1 Introduction

Hepatitis is a fatal inflammation of the liver and is a direct threat to millions of human lives. It has five main types: hepatitis A, B, C, D, and E. According to the recent World Health Organization (WHO) data, hepatitis B and C infected people are 2 billion and 360 million, respectively. Only these two types of hepatitis infections (B and C) cause 57% of liver cirrhosis cases and 78% of primary liver cancer (Alshamrani and Osman 2017; World Health Organization 2013).

Hepatitis A and E are usually caused by consumption of contaminated food or water, whereas hepatitis B, C, and D occur due to parenteral contact with diseased body fluids of the infected individuals (Avci 2016). Hepatitis infections cause liver inflammation which may lead to even severe conditions such as cirrhosis and cancer leading to the death of the infected person (Ayaz et al. 2014; Schweitzer et al. 2015).
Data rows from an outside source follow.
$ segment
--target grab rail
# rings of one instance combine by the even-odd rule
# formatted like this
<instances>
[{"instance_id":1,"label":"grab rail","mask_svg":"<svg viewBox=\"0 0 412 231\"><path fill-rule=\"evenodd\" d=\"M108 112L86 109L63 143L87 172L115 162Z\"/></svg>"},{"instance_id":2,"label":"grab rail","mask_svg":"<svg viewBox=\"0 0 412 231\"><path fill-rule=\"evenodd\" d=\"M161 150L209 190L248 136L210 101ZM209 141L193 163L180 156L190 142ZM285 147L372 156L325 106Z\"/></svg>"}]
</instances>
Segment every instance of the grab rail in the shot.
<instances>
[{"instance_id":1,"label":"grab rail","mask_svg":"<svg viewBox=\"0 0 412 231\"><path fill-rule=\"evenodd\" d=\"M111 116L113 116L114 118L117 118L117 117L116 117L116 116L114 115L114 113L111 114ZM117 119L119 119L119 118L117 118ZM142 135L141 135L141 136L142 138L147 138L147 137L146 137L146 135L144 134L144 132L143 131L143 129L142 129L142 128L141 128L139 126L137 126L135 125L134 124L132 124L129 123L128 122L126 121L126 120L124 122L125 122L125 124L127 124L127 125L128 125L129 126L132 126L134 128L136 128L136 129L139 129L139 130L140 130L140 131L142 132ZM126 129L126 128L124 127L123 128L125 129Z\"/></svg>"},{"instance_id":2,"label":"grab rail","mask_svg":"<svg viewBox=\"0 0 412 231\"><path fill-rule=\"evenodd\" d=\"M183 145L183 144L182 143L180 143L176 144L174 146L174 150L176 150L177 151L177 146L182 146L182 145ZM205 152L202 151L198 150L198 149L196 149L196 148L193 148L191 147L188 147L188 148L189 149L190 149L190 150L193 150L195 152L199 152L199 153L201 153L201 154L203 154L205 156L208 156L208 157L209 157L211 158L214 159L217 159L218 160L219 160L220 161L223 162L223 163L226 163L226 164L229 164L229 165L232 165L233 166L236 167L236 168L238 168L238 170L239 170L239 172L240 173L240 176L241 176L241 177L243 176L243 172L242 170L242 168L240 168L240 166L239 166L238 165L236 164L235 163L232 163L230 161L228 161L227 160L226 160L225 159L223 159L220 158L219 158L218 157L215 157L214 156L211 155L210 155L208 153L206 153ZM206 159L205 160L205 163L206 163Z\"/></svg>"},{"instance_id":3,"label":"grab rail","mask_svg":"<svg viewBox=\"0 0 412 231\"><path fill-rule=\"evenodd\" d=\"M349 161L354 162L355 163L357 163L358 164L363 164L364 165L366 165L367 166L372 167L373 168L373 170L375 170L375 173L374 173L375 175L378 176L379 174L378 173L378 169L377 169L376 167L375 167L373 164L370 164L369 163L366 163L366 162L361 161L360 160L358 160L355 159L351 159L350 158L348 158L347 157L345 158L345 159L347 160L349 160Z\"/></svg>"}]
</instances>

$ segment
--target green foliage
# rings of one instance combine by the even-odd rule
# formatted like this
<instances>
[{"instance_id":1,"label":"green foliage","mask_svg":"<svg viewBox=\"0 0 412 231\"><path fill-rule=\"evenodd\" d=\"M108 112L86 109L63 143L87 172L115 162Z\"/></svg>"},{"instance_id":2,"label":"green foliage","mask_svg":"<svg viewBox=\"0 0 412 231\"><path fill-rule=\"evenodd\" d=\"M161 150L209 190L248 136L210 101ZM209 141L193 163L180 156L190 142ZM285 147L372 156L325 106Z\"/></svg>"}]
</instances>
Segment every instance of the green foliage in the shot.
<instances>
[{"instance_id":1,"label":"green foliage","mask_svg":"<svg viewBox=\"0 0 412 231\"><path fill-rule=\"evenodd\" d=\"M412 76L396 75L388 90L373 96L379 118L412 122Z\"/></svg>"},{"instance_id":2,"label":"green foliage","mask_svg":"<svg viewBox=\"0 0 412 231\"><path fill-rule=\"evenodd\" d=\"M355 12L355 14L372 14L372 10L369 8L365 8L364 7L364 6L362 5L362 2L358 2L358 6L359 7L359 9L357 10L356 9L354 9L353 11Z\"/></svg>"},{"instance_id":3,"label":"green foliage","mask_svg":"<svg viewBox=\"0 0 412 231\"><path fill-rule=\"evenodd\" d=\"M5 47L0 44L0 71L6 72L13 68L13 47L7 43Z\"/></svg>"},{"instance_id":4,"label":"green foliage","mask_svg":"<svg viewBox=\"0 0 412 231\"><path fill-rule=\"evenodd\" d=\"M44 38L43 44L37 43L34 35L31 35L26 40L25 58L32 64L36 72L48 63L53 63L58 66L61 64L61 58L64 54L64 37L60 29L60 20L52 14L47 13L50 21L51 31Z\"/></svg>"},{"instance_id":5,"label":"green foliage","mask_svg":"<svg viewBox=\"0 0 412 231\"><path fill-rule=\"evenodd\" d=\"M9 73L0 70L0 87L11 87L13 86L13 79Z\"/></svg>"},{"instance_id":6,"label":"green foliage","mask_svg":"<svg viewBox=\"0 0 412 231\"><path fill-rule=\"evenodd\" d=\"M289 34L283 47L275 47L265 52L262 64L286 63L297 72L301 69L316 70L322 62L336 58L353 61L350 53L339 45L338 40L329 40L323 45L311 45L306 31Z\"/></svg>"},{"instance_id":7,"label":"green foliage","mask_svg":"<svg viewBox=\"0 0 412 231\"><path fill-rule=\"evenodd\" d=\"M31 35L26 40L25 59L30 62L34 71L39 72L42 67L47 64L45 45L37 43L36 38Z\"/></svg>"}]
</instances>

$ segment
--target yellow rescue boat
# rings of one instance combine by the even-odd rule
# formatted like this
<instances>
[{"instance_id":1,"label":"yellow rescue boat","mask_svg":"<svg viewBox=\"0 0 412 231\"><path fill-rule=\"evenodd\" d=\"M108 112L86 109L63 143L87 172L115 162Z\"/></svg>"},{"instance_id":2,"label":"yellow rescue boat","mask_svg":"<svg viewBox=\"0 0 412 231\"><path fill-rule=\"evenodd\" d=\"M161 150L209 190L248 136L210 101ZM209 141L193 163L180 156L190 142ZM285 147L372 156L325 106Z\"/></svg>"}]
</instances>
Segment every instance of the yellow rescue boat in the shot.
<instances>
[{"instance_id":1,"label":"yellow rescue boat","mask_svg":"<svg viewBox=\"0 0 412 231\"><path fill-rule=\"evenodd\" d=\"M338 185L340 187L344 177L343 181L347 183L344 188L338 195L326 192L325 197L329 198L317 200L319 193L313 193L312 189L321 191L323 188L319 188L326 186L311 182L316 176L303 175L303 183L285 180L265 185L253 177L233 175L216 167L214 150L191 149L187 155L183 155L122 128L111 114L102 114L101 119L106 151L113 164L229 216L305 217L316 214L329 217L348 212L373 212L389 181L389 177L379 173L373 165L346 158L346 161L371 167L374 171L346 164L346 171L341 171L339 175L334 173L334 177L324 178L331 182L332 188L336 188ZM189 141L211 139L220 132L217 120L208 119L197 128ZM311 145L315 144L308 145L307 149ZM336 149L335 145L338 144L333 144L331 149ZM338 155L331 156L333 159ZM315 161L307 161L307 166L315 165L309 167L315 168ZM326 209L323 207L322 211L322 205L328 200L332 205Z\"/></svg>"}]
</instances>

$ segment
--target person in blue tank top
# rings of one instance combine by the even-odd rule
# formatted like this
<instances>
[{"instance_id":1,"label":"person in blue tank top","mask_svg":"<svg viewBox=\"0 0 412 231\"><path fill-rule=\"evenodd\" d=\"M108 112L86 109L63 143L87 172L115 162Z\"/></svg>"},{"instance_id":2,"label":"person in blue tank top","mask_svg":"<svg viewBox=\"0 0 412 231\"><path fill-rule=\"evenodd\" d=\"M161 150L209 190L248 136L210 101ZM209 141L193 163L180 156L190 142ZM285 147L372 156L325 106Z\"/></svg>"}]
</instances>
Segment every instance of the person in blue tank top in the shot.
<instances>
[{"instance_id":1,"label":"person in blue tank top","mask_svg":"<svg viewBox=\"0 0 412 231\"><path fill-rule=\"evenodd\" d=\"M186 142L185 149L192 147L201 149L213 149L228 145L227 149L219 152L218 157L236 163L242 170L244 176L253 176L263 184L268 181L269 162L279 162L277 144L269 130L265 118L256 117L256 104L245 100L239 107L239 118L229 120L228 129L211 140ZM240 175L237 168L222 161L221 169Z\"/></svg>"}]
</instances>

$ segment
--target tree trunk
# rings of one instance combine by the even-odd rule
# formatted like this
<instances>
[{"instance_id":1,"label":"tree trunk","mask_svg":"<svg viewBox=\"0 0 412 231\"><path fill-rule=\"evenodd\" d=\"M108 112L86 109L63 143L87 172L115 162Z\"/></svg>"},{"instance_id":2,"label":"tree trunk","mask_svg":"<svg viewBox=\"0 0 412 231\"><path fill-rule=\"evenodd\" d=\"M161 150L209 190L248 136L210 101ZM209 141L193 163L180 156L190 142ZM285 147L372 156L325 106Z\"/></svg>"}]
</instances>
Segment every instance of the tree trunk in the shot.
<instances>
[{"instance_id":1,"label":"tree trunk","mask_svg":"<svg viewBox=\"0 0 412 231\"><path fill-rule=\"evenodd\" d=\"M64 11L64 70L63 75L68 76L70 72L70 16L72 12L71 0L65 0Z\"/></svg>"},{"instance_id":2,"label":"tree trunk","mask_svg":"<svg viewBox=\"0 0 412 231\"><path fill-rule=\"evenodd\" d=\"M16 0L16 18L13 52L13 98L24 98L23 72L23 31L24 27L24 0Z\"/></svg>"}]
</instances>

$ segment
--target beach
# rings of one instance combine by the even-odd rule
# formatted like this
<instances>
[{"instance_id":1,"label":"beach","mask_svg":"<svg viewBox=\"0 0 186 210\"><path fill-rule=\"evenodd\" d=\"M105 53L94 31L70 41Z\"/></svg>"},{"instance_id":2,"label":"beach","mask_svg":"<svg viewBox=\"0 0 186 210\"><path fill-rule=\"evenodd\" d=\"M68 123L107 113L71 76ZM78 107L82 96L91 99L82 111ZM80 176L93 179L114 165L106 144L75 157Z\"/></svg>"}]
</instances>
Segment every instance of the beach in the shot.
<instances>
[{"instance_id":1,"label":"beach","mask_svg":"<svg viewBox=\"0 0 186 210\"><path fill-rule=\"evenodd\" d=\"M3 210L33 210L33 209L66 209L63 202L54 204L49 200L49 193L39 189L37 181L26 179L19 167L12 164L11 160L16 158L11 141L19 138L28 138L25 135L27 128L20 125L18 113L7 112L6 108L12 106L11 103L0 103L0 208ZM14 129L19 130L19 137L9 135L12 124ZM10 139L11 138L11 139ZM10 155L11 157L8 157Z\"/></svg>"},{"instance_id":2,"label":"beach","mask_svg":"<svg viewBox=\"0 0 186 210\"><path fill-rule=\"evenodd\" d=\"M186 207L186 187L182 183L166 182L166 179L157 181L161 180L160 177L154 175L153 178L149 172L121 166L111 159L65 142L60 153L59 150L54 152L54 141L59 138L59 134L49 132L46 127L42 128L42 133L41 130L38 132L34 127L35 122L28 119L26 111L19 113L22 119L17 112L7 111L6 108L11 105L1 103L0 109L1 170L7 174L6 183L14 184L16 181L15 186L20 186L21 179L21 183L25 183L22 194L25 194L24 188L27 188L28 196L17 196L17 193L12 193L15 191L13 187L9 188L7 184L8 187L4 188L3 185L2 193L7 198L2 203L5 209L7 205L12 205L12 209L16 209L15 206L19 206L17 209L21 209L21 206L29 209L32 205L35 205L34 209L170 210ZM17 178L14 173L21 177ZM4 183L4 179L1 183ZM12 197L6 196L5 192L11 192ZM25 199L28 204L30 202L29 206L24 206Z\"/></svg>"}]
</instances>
Hepatitis B is one of the most serious types of viral hepatitis which is transmitted through semen, exposure to infected blood, and other body fluids (Bilal et al. 2014). It can be transmitted to the infant from infected mother at the time of childbirth (Fisicaro et al. 2017). Furthermore, contaminated blood transfusion, use of injection during medical procedures, injective drug use, and careless use of hair and nail cutting instruments are among the risk factors of hepatitis B. Recently, as estimated by WHO, worldwide 0.78 million people die each year due to hepatitis B (Lok et al. 2016; Salman et al. 2016).
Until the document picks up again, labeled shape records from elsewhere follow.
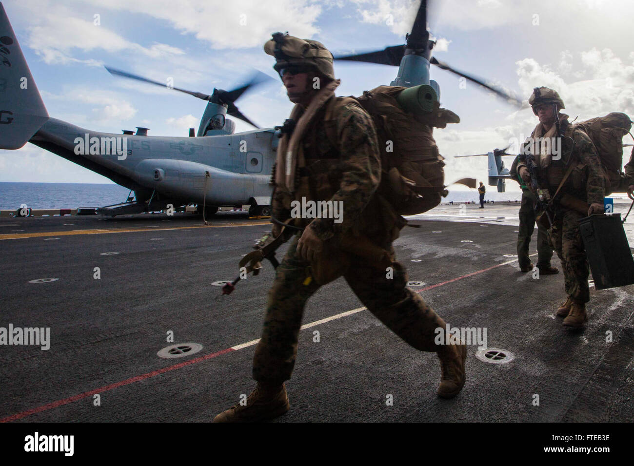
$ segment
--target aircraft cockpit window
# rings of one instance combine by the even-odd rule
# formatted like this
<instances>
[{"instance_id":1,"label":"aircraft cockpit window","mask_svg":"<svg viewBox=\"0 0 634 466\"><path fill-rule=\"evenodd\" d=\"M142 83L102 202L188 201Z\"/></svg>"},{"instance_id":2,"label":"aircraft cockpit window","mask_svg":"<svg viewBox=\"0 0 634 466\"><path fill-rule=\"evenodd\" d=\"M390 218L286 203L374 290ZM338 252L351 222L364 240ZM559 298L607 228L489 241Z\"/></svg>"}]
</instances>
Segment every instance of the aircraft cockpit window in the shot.
<instances>
[{"instance_id":1,"label":"aircraft cockpit window","mask_svg":"<svg viewBox=\"0 0 634 466\"><path fill-rule=\"evenodd\" d=\"M224 115L222 113L214 115L209 122L209 129L222 129L224 127Z\"/></svg>"}]
</instances>

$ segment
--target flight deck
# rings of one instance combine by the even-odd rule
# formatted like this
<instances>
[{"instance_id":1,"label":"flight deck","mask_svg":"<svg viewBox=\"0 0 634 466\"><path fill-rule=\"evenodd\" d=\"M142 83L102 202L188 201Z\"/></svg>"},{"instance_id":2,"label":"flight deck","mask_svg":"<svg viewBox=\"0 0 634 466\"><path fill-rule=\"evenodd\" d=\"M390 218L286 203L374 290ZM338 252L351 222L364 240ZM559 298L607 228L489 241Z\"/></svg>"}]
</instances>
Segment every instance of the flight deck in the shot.
<instances>
[{"instance_id":1,"label":"flight deck","mask_svg":"<svg viewBox=\"0 0 634 466\"><path fill-rule=\"evenodd\" d=\"M308 302L290 411L274 422L634 420L634 285L591 287L586 328L565 328L562 273L519 269L519 205L477 207L410 217L420 228L394 247L410 287L451 327L486 328L501 359L469 345L464 389L440 399L436 356L340 278ZM240 212L0 218L0 327L50 329L48 349L0 347L0 420L207 422L248 395L273 268L230 295L221 285L269 230Z\"/></svg>"}]
</instances>

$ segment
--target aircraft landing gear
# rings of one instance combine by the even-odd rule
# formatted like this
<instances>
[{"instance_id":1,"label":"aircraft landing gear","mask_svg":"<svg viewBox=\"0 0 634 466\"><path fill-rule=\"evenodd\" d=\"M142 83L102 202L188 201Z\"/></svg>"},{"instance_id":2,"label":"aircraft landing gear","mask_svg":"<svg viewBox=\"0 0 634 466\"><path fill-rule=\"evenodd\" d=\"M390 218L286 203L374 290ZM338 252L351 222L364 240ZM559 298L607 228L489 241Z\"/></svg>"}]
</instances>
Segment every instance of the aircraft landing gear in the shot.
<instances>
[{"instance_id":1,"label":"aircraft landing gear","mask_svg":"<svg viewBox=\"0 0 634 466\"><path fill-rule=\"evenodd\" d=\"M211 217L214 215L216 212L218 211L218 207L216 205L205 205L205 217ZM202 205L196 206L196 212L198 214L202 213Z\"/></svg>"},{"instance_id":2,"label":"aircraft landing gear","mask_svg":"<svg viewBox=\"0 0 634 466\"><path fill-rule=\"evenodd\" d=\"M271 215L270 205L252 205L249 208L249 217L257 217L257 216L268 217L269 215Z\"/></svg>"}]
</instances>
Exposure to contaminated hepatitis type C virus (HCV)-infected blood and other infected blood products in the course of medical procedures cause hepatitis C. Approximately, 0.7 million people lose their lives because of this type of hepatitis annually. It is considered the main cause of chronic and acute liver infections. It has been reported recently that around 140 million people have chronic hepatitis infection globally (Ali et al. 2014).

Subjects infected with hepatitis type B are at high risk of type D infection also, and the result of double infection may have even worse outcomes. Hepatitis E virus enters the human body through the intestine and develops acute liver failure, also called fulminant hepatitis. Globally, 20 million infections and 0.56 million hepatitis E-related deaths are reported each year (Norton et al. 2017; World Health Organization 2013).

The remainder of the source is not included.